Abstract

This video shows the surgical evaluation and excision of a peritoneal inclusion cyst with laparoscopic repair of the pelvic floor. Our case is that of a 44-year-old female referred to urogynecology for pelvic organ prolapse. The patient reported bulge sensation for six months. On examination, a vaginal mass descended four centimeters outside of the introitus. The mass was reducible and unchanged while standing or straining. Dynamic MRI demonstrated a 20-centimeter intraabdominal cystic mass located between the uterus and the rectum and extending into the vagina. Robotic assisted laparoscopic evaluation showed endometriosis and a large peritoneal inclusion cyst extending from the pelvic brim to the rectovaginal septum. After the fluid was drained, redundant peritoneal tissue was excised. The distended posterior vaginal wall was then laparoscopically reduced using interrupted sutures of 2-0 PDS to imbricate the posterior vagina down to the perineal body.

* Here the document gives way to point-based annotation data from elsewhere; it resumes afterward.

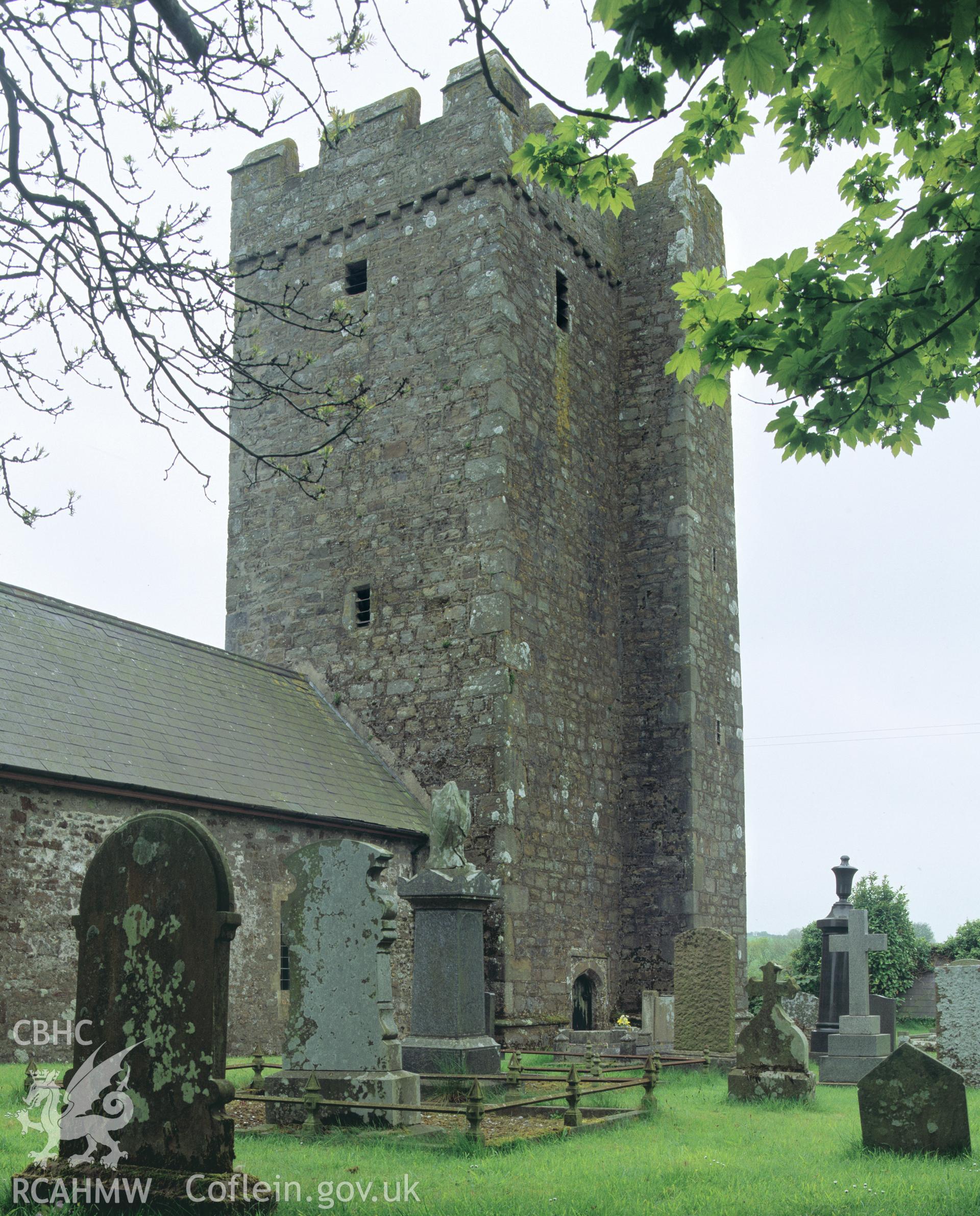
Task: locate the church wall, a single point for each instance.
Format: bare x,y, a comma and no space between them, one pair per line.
545,522
682,795
50,836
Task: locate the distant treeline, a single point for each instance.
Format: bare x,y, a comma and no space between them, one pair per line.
775,948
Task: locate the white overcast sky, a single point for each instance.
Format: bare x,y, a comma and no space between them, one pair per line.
857,580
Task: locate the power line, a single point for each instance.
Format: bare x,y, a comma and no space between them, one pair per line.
866,730
872,738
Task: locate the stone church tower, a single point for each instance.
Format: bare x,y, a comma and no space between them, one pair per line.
522,576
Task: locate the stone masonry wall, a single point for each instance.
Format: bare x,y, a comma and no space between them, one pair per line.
682,789
512,531
49,838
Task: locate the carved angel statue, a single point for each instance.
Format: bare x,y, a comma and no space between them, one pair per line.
449,824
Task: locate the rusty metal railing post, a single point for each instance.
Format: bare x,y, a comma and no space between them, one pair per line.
573,1097
314,1122
475,1113
258,1064
651,1073
594,1063
513,1078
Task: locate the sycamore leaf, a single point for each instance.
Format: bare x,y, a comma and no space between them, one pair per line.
758,62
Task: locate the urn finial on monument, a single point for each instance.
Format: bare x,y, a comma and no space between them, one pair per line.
449,899
844,875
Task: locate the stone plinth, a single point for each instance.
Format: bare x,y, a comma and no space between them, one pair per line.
959,1018
339,925
886,1008
449,1007
855,1050
911,1103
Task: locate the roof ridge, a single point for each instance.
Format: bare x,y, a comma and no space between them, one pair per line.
149,630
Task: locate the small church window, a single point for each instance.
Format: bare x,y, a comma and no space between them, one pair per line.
357,278
284,961
361,606
561,301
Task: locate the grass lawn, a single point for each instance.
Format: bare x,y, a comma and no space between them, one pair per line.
697,1156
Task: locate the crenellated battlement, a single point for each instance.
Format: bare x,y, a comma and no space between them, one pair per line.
542,526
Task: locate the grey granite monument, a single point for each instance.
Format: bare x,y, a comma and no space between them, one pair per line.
885,1007
339,925
772,1058
449,1030
911,1103
859,1044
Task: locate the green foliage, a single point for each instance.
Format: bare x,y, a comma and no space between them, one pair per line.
804,962
872,335
963,944
764,948
893,970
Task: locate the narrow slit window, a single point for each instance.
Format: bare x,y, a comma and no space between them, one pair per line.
361,607
357,278
561,301
284,961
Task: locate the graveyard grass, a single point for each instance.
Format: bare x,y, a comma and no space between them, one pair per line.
698,1156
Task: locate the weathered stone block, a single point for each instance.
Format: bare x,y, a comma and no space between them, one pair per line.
704,991
959,1018
912,1103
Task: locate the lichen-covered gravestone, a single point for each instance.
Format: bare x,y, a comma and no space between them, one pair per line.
912,1103
339,925
772,1055
959,1018
657,1014
704,991
156,920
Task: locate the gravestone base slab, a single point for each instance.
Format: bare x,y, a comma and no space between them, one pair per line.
392,1088
427,1053
616,1040
752,1084
126,1187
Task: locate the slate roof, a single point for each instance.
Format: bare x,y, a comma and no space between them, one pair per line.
93,699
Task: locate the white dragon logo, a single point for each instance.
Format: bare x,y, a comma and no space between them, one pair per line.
77,1120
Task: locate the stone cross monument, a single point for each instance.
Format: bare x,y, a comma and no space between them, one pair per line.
860,1044
449,899
771,1055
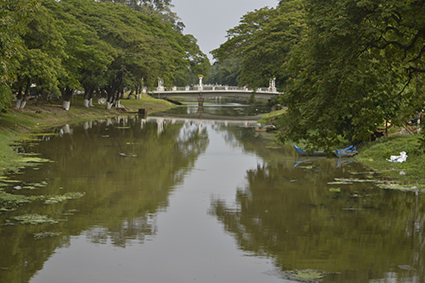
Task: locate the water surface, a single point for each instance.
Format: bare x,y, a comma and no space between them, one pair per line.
169,200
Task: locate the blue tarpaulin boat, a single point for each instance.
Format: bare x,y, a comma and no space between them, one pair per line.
344,152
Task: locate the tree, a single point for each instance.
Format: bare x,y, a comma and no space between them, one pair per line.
352,70
16,14
40,57
264,56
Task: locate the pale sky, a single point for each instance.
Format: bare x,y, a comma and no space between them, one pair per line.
208,20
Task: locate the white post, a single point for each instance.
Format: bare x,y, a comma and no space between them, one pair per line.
66,105
160,84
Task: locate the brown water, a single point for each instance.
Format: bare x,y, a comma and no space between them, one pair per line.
168,201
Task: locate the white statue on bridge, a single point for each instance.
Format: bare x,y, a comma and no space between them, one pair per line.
272,85
160,84
201,86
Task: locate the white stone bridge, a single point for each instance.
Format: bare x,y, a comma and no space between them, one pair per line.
201,91
215,91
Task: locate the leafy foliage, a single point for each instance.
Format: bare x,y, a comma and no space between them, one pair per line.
352,70
102,47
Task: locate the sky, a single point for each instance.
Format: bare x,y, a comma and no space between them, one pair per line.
208,20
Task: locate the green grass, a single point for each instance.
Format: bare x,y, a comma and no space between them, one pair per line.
375,155
269,117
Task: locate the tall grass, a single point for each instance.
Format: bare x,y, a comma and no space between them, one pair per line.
375,155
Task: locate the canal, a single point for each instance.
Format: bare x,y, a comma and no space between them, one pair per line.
175,199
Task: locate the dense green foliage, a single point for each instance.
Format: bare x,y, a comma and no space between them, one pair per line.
14,15
102,47
259,45
359,64
346,67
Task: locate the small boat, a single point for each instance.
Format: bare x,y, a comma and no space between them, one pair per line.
344,152
264,128
304,152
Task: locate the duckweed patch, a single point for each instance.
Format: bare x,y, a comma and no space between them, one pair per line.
8,200
400,187
61,198
305,276
34,219
42,235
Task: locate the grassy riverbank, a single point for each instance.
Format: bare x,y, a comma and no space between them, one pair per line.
410,173
14,124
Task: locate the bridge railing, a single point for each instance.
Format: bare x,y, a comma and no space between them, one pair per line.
196,88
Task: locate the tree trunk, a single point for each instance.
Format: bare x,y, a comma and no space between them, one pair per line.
67,93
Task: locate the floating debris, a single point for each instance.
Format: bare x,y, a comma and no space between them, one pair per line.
11,200
61,198
352,209
34,219
42,235
305,275
126,154
3,209
68,212
356,180
340,183
394,186
406,267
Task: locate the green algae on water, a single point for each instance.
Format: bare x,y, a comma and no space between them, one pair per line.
61,198
305,275
34,219
42,235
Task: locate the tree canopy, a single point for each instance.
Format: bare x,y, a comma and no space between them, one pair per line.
100,46
345,66
354,69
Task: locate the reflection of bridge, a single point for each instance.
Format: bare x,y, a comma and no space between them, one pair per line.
161,121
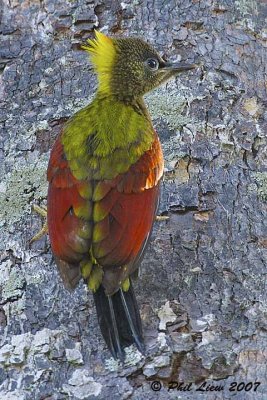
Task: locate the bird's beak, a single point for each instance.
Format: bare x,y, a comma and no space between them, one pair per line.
178,67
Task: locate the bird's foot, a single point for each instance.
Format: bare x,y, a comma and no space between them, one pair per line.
44,230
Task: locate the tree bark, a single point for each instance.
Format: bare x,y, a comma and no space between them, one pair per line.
202,289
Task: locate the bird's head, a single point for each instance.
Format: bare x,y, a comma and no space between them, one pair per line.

Uterosacral ligaments were plicated at the apex of the vagina with interrupted 2-0 PDS, suspending the posterior vaginal apex and uterus. Given the large peritoneal defect from the dissection, a culdoplasty was performed with purse string sutures using 2-0 monocryl. On repeat vaginal exam, restoration of normal anatomy was confirmed. At the six-week post-operative visit, the patient denied further bulge symptoms and had a normal vaginal exam. Pathology revealed benign simple mesothelial cyst without malignancy. We present a unique presentation of a large peritoneal inclusion cyst presenting as vaginal prolapse. Laparoscopic repair can be performed similarly to closing an enterocele. Consideration for laparoscopic repair of a high rectocele can be performed in specific cases when already working laparoscopically to avoid vaginal incisions. Further studies are needed to determine the efficacy of laparoscopic versus transvaginal rectocele repair.